The Brighton midfielder’s introduction, moments before the hosts’ fourth goal, came too late to make any odds.

But his influence was more keenly felt on Wednesday as Steve Clarke’s side injected their campaign with a hit of positivity by claiming a point against Switzerland.

Suddenly, with the 23-year-old in the XI, Scotland were able to retain the ball better, dictate the tempo, and manage a contest that they might even have won.

“There’s so few players in world football that can control games at the top level,” former Scotland winger Pat Nevin said on the Football Daily podcast.

“He’s not controlled the whole game, but the best of our play comes through Billy.”

No more was that evident than in Scotland’s goal in Cologne.

After a Swiss corner was cleared, Gilmour calmly took the ball on his chest and cushioned the ball into Andy Robertson‘s path down the left.

The Scotland captain charged forward and found Callum McGregor, who in turn teed up Scott McTominay to fire a deflected effort into the back of the net.

Many would have played it safe and booted the ball to safety in Gilmour’s position, but not the young Ayrshireman.

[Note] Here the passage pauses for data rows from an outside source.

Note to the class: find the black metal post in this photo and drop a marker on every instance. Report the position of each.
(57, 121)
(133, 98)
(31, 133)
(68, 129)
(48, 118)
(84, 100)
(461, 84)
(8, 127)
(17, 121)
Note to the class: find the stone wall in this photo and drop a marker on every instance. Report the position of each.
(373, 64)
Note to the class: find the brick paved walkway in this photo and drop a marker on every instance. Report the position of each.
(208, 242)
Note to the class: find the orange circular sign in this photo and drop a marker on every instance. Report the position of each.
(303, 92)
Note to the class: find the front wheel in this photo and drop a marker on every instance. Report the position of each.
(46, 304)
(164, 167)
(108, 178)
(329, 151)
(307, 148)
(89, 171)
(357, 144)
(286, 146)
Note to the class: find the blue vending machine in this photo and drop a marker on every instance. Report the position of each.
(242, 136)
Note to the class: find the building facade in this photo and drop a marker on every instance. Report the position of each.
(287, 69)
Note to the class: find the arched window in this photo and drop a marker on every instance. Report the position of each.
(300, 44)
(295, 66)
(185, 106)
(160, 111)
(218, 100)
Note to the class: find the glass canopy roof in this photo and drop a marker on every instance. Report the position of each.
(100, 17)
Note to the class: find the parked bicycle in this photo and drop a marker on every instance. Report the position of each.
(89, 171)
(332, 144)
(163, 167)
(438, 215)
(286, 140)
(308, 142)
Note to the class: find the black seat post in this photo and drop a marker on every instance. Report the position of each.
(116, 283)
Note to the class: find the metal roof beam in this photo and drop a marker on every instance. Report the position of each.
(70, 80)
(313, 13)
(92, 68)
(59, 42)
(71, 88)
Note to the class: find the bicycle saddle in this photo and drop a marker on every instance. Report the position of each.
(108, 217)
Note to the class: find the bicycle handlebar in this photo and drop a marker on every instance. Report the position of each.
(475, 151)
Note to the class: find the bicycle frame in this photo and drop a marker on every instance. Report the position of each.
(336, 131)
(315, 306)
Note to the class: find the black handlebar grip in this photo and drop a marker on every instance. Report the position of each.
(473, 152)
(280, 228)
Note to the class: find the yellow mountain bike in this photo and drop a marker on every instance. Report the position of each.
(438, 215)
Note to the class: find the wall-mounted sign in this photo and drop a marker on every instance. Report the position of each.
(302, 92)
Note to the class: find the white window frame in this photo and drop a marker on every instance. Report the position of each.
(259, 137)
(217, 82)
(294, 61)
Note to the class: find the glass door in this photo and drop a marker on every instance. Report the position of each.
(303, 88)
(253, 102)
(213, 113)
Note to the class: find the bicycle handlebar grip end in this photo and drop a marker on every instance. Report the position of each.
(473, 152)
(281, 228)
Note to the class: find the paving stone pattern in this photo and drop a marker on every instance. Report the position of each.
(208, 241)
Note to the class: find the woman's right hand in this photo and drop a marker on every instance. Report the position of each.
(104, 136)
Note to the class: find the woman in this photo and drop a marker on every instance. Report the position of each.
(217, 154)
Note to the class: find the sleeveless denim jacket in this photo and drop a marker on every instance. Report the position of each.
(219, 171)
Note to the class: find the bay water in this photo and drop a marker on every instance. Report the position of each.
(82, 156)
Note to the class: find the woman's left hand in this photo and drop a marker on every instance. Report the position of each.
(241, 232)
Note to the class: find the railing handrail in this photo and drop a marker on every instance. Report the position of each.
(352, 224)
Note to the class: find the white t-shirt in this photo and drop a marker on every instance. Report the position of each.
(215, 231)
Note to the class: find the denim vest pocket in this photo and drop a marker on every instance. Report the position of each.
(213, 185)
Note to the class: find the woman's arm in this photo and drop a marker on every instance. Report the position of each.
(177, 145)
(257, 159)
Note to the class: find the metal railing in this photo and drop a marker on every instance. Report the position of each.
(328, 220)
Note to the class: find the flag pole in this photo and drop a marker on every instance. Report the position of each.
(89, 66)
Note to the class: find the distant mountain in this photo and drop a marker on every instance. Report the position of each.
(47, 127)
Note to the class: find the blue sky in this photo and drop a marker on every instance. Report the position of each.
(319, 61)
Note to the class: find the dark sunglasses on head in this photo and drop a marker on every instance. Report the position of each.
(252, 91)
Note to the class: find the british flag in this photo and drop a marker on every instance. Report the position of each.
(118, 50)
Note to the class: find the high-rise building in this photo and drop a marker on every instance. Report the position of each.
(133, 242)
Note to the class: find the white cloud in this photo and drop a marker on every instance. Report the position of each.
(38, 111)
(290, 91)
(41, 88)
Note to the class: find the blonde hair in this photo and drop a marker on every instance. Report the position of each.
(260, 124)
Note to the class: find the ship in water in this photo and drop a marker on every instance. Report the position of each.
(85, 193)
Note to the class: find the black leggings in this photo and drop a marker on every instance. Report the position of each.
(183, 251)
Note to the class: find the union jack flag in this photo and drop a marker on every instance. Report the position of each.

“He’s extra special, and I couldn’t understand him not starting the first game,” Nevin added. “He showed tonight he’s a fabulous player.

“We’re very fortunate to have him, and I hope he plays in every game we get [in the tournament].”

Parallels to last Euros as Gilmour makes impact

So far, there have been similarities to Scotland’s last Euros campaign.

Gilmour did not make the team for the opening defeat by Czech Republic at Hampden, and was then superb in the goalless draw against England at Wembley.

A bout of Covid then ruled the then Chelsea midfielder out of the Croatia defeat, but there is no global pandemic to deny him this time around.

But if Scotland are to get the win they will need against Hungary on Sunday to give themselves a chance of progressing, they must deliver a similar performance to this.

They way Clarke’s side played against the Swiss was far closer to the Scotland that downed Spain and shocked Norway in the qualifiers.

“They showed greater fight; much more commitment,” former Manchester United and West Ham manager David Moyes said on BBC One.

“That is the real Scotland turning up,” Nevin added. “That is the way we have been playing under Steve Clarke when trying to get into these finals.

“There was a bad feeling the other night that it may be a case of Scotland not turning up at a major tournament, but those players have stood up.”

Gilmour was central to it. He won back possession more than any other Scotland player, and kept things ticking over in midfield, taking the ball in tight spaces and emitting a sense of calm.

“He gives you an option on the ball,” former Scotland midfielder Charlie Adam said on the Football Daily.

“His first thought is the next pass and getting the ball back again.

“He’s a very good player for Scotland, and in games like this, when you need players to get on the ball, he’s very comfortable.”

Gilmour himself was not getting carried away by the improved display.

He knows they have to back it up against Hungary, but there was a confidence they can make history by reaching the knockout stages for the first time.

“We gave everything out there,” the 23-year-old said. “We knew we had to bounce back after the last performance and it puts us in a good place.

“We’re a good team. We know our strengths. Tonight was more like a Scotland performance. Getting after the ball, passionate – everything was there.”